Like the Beloved Prophet صَلَّى الـلّٰـهُ عَلَيْهِ وَاٰلِهٖ وَسَلَّم, he رَضِىَ الـلّٰـهُ عَـنْهُ was opposed to hoarding and consumerism. He would remind people that ‘The Messenger of Allah صَلَّى الـلّٰـهُ عَلَيْهِ وَاٰلِهٖ وَسَلَّم cursed those who hoard,’ and added ‘Have trust in Allah Almighty; do not rely on your excuses, because in many cases, excuses lead people to destruction,’ (Ansaab-ul-Ashraf, vol. 11, p. 55).
He رَضِىَ الـلّٰـهُ عَـنْهُ stated, ‘Perform actions solely for the sake of Allah عَزَّوَجَلَّ, for Allah عَزَّوَجَلَّ only accepts the deed which is sincere. Whenever one of you gives a gift to someone or pardons the mistake of another or maintains ties of kinship, he should never say: ‘This is for the sake of Allah عَزَّوَجَلَّ,’ because Allah عَزَّوَجَلَّ is aware of the state of the heart, (Tareekh Ibn-e-Asakir, vol. 24, p. 282).
A drought once struck Damascus while he رَضِىَ الـلّٰـهُ عَـنْهُ was the governor. So, he رَضِىَ الـلّٰـهُ عَـنْهُ instructed the Taabi’i Sayyiduna Yazid b. Aswad رَحْمَةُ الـلّٰـهِ عَلَيْه: ‘Be our intercessor in the court of Allah.’ Sayyiduna Yazid b. Aswad رَحْمَةُ الـلّٰـهِ عَلَيْه then supplicated: ‘O Allah! Your slaves wish to gain Your proximity through me, so grant them water.’ Only moments later, the clouds burst open with heavy rain - as though a flood was imminent, (Al-Ahaad wa Al-Masani, vol. 2, p. 136; Tareekh Ibn-e-Asakir, vol. 65, p. 113).
As a warrior
He رَضِىَ الـلّٰـهُ عَـنْهُ is from the brave leaders of Islam and valiant warriors, (Al-A’laam-lil-Zurqaali, vol. 3, p. 214), who participated in the conquest of Damascus, (Siyar A’lam-un-Nubala, vol. 4, p. 374). During the civil war, he supported Sayyiduna Ameer Mu’awiyah رَضِىَ الـلّٰـهُ عَـنْهُ in the Battle of Siffin, (Al-A’laam-lil-Zurqaali, vol. 3, p. 214). He رَضِىَ الـلّٰـهُ عَـنْهُ became the governor of Kufa in 53 AH. In 57 AH, he رَضِىَ الـلّٰـهُ عَـنْهُ was appointed as the governor of Damascus, (Al-Istee’ab, vol. 2, p. 297).
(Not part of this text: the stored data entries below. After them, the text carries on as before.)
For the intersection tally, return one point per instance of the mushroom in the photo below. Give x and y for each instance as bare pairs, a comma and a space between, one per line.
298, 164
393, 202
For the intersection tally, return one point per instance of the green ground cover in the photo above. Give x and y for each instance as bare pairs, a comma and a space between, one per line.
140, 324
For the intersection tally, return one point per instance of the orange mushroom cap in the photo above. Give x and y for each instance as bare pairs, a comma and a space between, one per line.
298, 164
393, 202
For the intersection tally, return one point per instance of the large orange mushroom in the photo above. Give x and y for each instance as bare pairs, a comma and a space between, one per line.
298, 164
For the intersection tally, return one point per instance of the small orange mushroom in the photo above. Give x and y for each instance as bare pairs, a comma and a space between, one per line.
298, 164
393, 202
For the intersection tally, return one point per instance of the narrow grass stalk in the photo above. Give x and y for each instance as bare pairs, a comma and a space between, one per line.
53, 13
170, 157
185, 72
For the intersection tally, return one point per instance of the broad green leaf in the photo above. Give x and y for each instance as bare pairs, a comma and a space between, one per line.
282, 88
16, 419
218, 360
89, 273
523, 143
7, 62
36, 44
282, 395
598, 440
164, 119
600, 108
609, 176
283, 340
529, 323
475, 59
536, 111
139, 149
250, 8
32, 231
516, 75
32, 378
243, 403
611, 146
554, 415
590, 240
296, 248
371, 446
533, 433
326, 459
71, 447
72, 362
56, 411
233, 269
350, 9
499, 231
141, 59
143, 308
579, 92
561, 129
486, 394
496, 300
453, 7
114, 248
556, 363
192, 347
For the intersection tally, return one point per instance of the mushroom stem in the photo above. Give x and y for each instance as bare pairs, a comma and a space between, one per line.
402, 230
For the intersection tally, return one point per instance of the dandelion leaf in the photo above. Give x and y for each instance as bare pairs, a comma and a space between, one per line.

He رَضِىَ الـلّٰـهُ عَـنْهُ led the funeral prayer of Sayyiduna Ameer Mu’awiyah رَضِىَ الـلّٰـهُ عَـنْهُ, (Siyar A’laam-un-Nubala, vol. 4, p. 375). In 64 AH, he رَضِىَ الـلّٰـهُ عَـنْهُ took the pledge of allegiance from the people of the Levant on behalf of Sayyiduna Abdullah b. al-Zubayr who had declared his caliphate in that year, (Al-Istee’ab, vol. 2, p. 297; Fath-ul-Baari, vol. 14, p. 60).
However, Marwan b. Hakam did not agree with this at all and started a war with him. But, realising Sayyiduna Dahak’s رَضِىَ الـلّٰـهُ عَـنْهُ military prowess and powerful cavalry and seeing that he could not win, he feigned a ceasefire with Sayyiduna Dahak رَضِىَ الـلّٰـهُ عَـنْهُ whose army immediately laid down their weapons. The cunning Marwan took advantage of this and suddenly attacked, (Al-Istee’ab, vol. 2, p. 298, summarised). It was during this battle, on the 15th Dhul Hijjah, 64 AH, in a place known as ‘Marj Rahit’ that he رَضِىَ الـلّٰـهُ عَـنْهُ embraced martyrdom, (Tabqat Ibn-e-Sa’d, vol. 7, p. 288).